Johgina describes her very first race like this: “Crossing the finish line really was euphoric. I was 49 at the time and crossing the finish line was something I never thought I would be able to do. And the bigger impact for me was that this was really going to help somebody. I thought to myself, I’ve never done this before. But some kid has to do this every day. Some mother has to do this. So that helped me know I could get through it.” 

From that point on, Johgina talked about the 6K to all of her friends and coworkers and the next year brought a team of 15 people to the race.

While picking up their race bibs, Johgina’s friend started to cry. After the race, she told Johgina, “Thank you so much for inviting me. I didn’t even know.” And Johgina realized that one of the best parts of the 6K was seeing her friends be exposed to needs in other parts of the world. “I get to say, ‘Let me tell you what you can do to make a huge impact,’ and it becomes an aha moment for them. It’s the bib that matters.”

Johgina's Team“My personal mission statement is to help people grow,” said Johgina. “If I’m training leaders at work or at church, I talk about the value of people. So I think the same way with the 6K. It is about the value of life and the value of children.

This year Johgina took it to the next level again and invited her whole church—Apostolic Faith Church in Chicago—to participate. They are aiming for a team of 200! And all because Johgina went to her pastor and said, “If I can do it, anyone can do it. The cause is amazing—that a small registration can really make an impact on children.” 

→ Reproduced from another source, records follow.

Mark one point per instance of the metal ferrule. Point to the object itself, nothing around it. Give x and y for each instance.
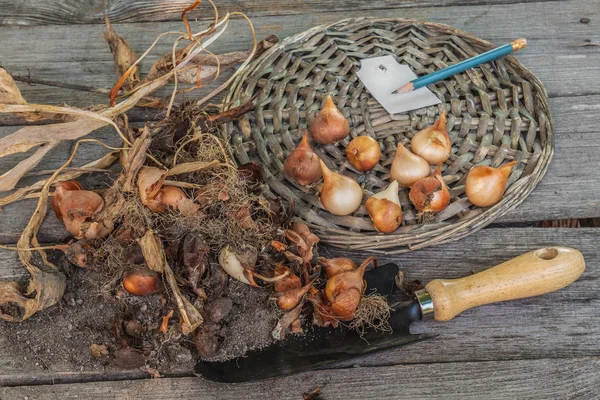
(518, 44)
(425, 303)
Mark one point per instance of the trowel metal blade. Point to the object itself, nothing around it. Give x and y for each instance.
(382, 75)
(320, 347)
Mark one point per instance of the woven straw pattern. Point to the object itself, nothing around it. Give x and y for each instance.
(497, 112)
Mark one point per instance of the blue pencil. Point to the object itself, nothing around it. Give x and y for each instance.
(462, 66)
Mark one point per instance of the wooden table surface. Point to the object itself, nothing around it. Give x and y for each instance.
(541, 348)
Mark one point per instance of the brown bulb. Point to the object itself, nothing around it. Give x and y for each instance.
(77, 207)
(430, 194)
(302, 165)
(330, 125)
(384, 209)
(363, 153)
(433, 143)
(142, 282)
(60, 188)
(485, 185)
(340, 195)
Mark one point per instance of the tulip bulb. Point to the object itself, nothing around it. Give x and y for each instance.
(290, 298)
(60, 188)
(330, 125)
(433, 143)
(142, 282)
(430, 194)
(363, 153)
(407, 168)
(384, 209)
(344, 291)
(341, 195)
(77, 207)
(333, 266)
(302, 165)
(485, 185)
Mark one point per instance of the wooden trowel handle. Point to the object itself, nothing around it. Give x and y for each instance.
(532, 274)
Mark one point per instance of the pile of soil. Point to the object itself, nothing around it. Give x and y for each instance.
(59, 338)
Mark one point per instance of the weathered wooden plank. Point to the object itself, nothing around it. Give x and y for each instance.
(78, 54)
(30, 12)
(569, 189)
(560, 324)
(539, 379)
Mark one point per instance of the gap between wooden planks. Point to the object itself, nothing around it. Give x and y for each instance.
(556, 325)
(526, 379)
(31, 12)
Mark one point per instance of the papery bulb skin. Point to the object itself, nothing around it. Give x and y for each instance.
(60, 188)
(433, 143)
(407, 168)
(486, 185)
(340, 195)
(330, 125)
(171, 196)
(384, 209)
(302, 165)
(77, 207)
(431, 194)
(142, 283)
(363, 153)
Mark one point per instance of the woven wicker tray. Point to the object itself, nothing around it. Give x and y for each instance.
(496, 113)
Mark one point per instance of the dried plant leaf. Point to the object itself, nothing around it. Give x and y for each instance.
(47, 288)
(153, 251)
(203, 66)
(9, 179)
(123, 55)
(136, 156)
(32, 136)
(23, 193)
(154, 254)
(9, 92)
(194, 166)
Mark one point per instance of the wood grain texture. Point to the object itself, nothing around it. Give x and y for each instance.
(559, 324)
(31, 12)
(495, 380)
(532, 274)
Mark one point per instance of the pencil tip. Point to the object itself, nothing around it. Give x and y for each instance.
(408, 87)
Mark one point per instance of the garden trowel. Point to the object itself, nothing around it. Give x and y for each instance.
(532, 274)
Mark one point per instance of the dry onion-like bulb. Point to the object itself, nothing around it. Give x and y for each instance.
(485, 185)
(430, 194)
(77, 207)
(143, 282)
(330, 125)
(149, 182)
(333, 266)
(433, 143)
(60, 188)
(407, 168)
(238, 263)
(302, 165)
(290, 298)
(340, 195)
(344, 291)
(363, 153)
(384, 209)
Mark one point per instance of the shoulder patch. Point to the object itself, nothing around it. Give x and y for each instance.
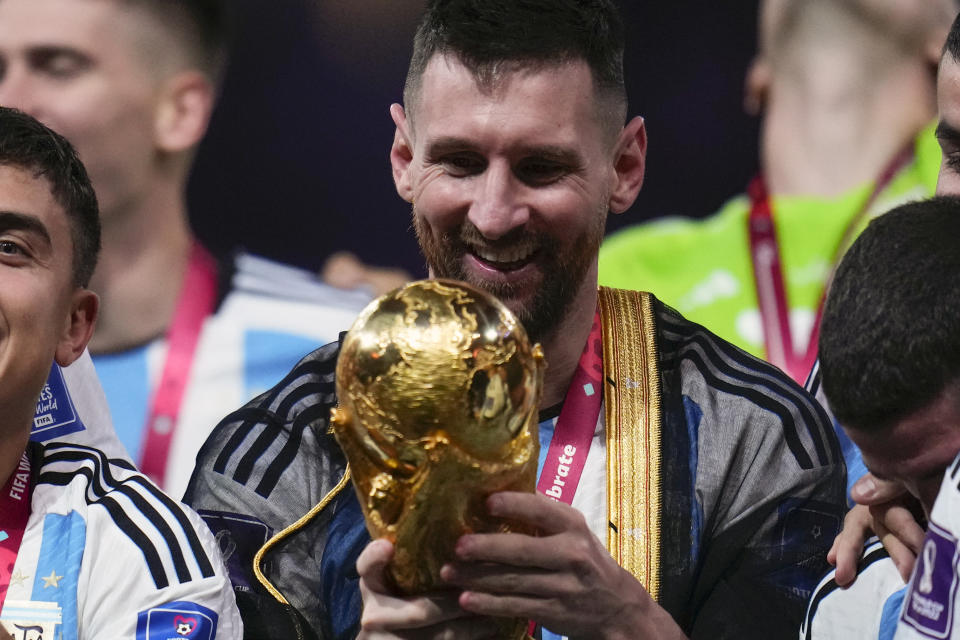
(55, 415)
(930, 601)
(176, 621)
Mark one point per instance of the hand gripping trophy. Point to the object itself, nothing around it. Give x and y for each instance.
(439, 389)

Thank you, Johgina, for creating “aha moments” and being a passionate advocate for children in need of clean water!

If you’d like to join Johgina at the 6K for Water in Chicago this summer, register here! You can also do it in the Twin Cities or Northwest Indiana

Mike Donley: What if you did?

Mike DonleyMike is an actor, a musician, a playwright, and all around creative type. Athletics was never his thing.

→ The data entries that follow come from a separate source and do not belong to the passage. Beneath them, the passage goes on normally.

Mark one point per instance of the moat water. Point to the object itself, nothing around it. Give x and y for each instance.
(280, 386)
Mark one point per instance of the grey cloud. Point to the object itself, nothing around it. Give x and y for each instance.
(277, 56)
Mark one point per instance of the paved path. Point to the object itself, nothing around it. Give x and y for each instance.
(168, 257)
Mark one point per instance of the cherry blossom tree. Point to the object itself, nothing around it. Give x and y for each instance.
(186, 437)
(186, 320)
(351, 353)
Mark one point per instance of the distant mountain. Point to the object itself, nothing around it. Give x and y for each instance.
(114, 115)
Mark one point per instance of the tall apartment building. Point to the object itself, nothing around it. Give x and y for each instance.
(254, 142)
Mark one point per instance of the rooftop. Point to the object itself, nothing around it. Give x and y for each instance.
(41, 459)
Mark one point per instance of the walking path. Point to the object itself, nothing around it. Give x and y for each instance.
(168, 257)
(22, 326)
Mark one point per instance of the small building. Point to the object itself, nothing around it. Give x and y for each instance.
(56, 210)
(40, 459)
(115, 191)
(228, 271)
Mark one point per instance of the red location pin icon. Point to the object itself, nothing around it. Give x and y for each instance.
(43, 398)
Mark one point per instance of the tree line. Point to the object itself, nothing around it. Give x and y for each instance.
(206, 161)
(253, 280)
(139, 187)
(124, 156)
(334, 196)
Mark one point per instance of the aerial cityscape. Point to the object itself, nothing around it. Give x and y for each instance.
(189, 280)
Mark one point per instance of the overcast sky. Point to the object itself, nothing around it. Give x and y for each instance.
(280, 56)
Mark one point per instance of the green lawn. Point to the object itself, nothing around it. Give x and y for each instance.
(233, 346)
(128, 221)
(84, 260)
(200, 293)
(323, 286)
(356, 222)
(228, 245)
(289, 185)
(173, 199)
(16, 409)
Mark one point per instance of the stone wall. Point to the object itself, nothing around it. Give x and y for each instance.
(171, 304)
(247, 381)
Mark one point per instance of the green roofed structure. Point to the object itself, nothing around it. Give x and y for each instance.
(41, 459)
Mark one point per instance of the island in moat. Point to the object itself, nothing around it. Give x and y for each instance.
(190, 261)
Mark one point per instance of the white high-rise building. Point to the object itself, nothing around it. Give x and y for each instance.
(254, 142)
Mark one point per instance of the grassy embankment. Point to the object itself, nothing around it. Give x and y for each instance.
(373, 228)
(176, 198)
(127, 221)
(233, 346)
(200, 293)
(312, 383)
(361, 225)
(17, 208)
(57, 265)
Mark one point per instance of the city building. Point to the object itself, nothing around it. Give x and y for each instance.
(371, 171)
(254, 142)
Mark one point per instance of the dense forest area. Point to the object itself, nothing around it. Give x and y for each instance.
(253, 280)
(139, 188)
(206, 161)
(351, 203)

So when someone at Mike’s church invited him to run on Team World Vision, he laughed in her face. “I’m 51, a cancer survivor, I’m so busy, and running a marathon could not be farther from my bucket list,” Mike told her. “I’ll keep giving, but running is ridiculous.”

She pushed. “What if there is a chance that when you run, the money you raise could be much more than if you just gave?” Irritated at her challenge, Mike grabbed the flyer and walked away. But two days later, he was woken up with the phrase, “What if you did?” (That NEVER happens to him, by the way, ever.)

Now let’s back up for a second. When Mike was 24 and newly married, he was diagnosed with cancer that led to lots of chemo and surgeries. At one point, a doctor mistakenly told Mike that he would only have a few years to live. “You make a decision to do all you can to survive,” he said, “You learn how to not give up and to rely on the prayers of others when you don’t have the strength of your own.” In a word, he learned resilience.

So as Mike considered that question—What if you did?—he summoned that resilience and decided to choose life again. But this time, he was choosing life for others.

By the end of the week, he was signed up for the marathon. And when people asked why, “I told them 100% of the pie was about clean water.”

“But as I started training,” Mike said, “I realized I liked how my body felt, that I liked training with a group of people I would have never met, that there was spiritual growth happening as I suffered through the training plan. There was this whole pie I had never even considered before. I was getting two pies for the price of one.”

As Mike told his non-runner story and shared his heart for the cause, people started to give. In the end, he raised almost $15,000 and provided clean water for nearly 300 people. “It was unbelievable,” he said.

“God is at the center of it all giving me the chance to do new things and I’m very thankful to use my body at this stage in my life.” It’s why Mike is currently signed up for his second Twin Cities Marathon aiming to raise another $15,000.

Mike, thank you for being willing to find out the answer to the question, “What if you did?” Water and life for hundreds of children, that’s what.